Drawing on Lessons from Disaster Risk Reduction
In retrospect, Mele is grateful for the experience and lessons from this disaster and notes that her trainer experience played a huge role in ensuring she and her family stayed safe. The additional training she got from the 2021 Women’s Leadership in Tsunami-based Disaster Risk Reduction (DRR) Training Programme not only reinforced what she already knew, but it opened her eyes to new concepts which became evident in this disaster and which she plans to incorporate into her future trainings.
For example, gender. Mele witnessed how the women stepped up that day to ensure their children and relatives were safe. Most Tongan men work far from home, leaving the women in charge of the family. This reiterates the need to build the capacity of women so they can take leadership roles within the wider community, especially in times of crises.
Secondly, accurate data is key for planning any response. She hopes the government will be able to use disaggregated data to better inform policies and plans and make them more responsive to the needs of the community in a crisis. Tools such as Google maps could help planners more accurately map each area, village, and household. This kind of detail could help the government and communities prioritize action based, for example, on the level of damage or number of people who are at higher risk or need special help in a given area.
Mele also notes the importance of sharing stories and post-trauma therapy. People need to talk about their experiences and share their thoughts and feelings, whether in private or in public. Stories can be a powerful tool to educate, unify and heal.
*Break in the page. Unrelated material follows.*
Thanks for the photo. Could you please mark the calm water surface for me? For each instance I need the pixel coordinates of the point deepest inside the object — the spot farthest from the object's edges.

Mele believes that their communal culture is undoubtedly the Tongans’ greatest asset. It has always helped them through tough times, including the recent disaster. The government and external players stepped in to help but arrived a few days later – and those few days could mean life or death in an emergency.
Tongans are taught to look out for each other and to share anything and everything with everyone, both in times of plenty and in times of scarcity. This caring and sharing cements our sense of family and community, as much as it builds our resilience. —Mele Moimoi, Tonga
The Hunga Tonga–Hunga Ha‘apai undersea volcano is about 65 kilometres north of the main island of Nuku‘alofa. It erupted on 15 January 2022, spewing a mix of ash, gas, and steam. The eruption left Tonga covered in thick volcanic ash and also triggered a tsunami, inflicting massive damage to the island nation.
According to the United Nations, the eruption affected an estimated 80 per cent of the population. Many residents lost their homes and suffered the effects of inhaling hot air, ash and gas fumes. Infrastructure was damaged and the agricultural and fishing sectors are threatened with contaminated water and potential acid rain.
UNITAR Division for Prosperity with the support of the Government of Japan helps women leaders from small island states strategize better to reduce disaster risks in their countries and communities since 2016.